On doit à Robert Domenjoz (1908-1998), responsable de la recherche au laboratoire Geigy (Bâle), d’avoir encouragé la poursuite de travaux sur les iminodibenzyles, plus connues comme « tricycliques » qui mena le chimiste Walter Schindler à synthétiser en 1953 une série de composés N-hétérocycliques dérivée donc des recherches à l’origine de la découverte de l’imipramine ou de la chlorpromazine. L’un de ces composés, la carbamazépine (CBZ), fut testé sous le code G32883 tout d’abord dans le traitement de la dépression et de la psychose mais ne se révéla pas aussi actif que les tricycliques de référence - même s’il en partageait le profil d’effets indésirables -. Le screening animal suggéra en revanche qu’il pouvait s’agir d’un antalgique neurotrope et d’un anti-épileptique dont les propriétés anticonvulsivantes furent mises en évidence par les pharmacologues du laboratoire Geigy, Walter Theobald et Adolph Kunz, mais aussi par le neurophysiologiste Raúl Hernandez-Peón (1924-1968) à Mexico.

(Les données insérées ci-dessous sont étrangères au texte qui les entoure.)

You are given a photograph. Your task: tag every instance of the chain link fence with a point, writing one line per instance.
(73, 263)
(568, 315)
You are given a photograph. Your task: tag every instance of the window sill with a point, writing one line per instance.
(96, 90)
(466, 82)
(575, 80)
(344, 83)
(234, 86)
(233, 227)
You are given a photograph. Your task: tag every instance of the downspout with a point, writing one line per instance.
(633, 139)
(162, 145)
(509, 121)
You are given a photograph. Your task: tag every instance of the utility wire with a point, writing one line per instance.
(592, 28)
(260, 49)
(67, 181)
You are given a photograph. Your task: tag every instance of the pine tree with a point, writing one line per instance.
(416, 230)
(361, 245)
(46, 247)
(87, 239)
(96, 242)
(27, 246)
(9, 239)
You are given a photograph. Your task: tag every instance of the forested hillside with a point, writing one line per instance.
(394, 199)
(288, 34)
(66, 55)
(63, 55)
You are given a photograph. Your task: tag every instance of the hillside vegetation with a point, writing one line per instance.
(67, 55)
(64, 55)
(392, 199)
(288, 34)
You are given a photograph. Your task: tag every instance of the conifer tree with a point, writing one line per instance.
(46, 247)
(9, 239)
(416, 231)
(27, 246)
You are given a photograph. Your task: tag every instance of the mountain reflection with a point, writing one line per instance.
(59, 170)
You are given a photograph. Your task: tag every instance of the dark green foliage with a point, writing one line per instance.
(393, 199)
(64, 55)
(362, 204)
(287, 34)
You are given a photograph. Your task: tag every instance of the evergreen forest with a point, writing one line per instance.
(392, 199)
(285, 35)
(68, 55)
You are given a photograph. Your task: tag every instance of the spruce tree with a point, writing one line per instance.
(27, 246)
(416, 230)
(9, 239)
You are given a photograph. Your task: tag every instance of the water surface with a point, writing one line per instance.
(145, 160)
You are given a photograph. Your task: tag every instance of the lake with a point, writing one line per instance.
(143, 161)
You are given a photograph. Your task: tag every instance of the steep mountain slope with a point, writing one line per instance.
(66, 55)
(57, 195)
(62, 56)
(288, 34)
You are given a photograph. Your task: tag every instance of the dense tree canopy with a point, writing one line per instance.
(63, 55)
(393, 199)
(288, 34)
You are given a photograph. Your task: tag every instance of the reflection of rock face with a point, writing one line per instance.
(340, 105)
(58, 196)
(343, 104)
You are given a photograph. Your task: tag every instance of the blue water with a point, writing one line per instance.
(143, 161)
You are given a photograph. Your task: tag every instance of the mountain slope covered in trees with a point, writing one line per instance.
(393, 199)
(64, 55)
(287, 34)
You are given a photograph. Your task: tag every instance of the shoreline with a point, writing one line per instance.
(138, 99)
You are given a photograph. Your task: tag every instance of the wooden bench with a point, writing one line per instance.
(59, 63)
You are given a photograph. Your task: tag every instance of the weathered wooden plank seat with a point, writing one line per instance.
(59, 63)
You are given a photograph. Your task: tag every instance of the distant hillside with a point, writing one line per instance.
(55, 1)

Le premier essai clinique évaluant l’activité de la CBZ dans la prise en charge pharmacologique de la névralgie du trijumeau fut publié en 1962 par un neurologue de l’université d’Uppsala, Sigfrid Einar Blom (né en 1929). Une comparaison vs placebo publiée par le neurologue anglais F. G. Campbell confirma en 1966 les données favorables accumulées dès cette époque. L’introduction de la CBZ dans le traitement des douleurs neuropathiques remis en question l’intérêt alors porté à la phénytoïne, utilisée dans cette indication depuis 1942. Depuis, la CBZ reste reconnue comme un antalgique majeur dans le traitement des névralgies du trijumeau et du glossopharyngien et, plus généralement, celui des douleurs neuropathiques.
Son activité anticomitiale fut, elle, testée cliniquement sur l’homme par des essais conduits dès 1959, impulsés notamment par le neurologue suisse B. Lustig et par Michel Bonduelle (1912-2013) : le chef du service de neurologie de l’hôpital Saint-Joseph à Paris fut en effet l’un des premiers à confirmer l’intérêt de la CBZ en épileptologie. Promise à un bel avenir en neurologie, la CBZ fut commercialisée en Suisse dès 1962 sous le nom de Tégrétol pour traiter les névralgies faciales, puis son AMM fut étendue en 1963 au traitement de l’épilepsie ; elle le fut en 1963 au Royaume-Uni dans le traitement des névralgies puis en 1965 comme antiépileptique. D’autres pays suivirent, mais la CBZ ne fut par contre mise sur le marché que bien plus tardivement en France et aux États-Unis, en raison d’un risque hématologique repéré dès 1965.
En psychiatrie aussi
Si le neurologue suisse M. Lorge avait observé dès le début des années 1960 l’activité psychotrope de la CBZ, il fallut attendre quelques années pour qu’elle gagne ses galons de thymorégulateur : elle n’en reste pas moins le premier anticonvulsivant utilisé en psychiatrie. En 1973, le psychiatre japonais Teruo Okuma (1926-2010) publia un rapport sur son action anti-maniaque curative et prophylactique, suivi en 1978 par le travail de deux Américains, James C. Ballenger J C et Robert M. Post, qui suggérèrent qu’une action « anti-kindling » (« anti-embrasement ») expliquait son activité chez le patient bipolaire comme chez le patient épileptique. La CBZ trouva naturellement sa place comme normothymique dès le début des années 1980.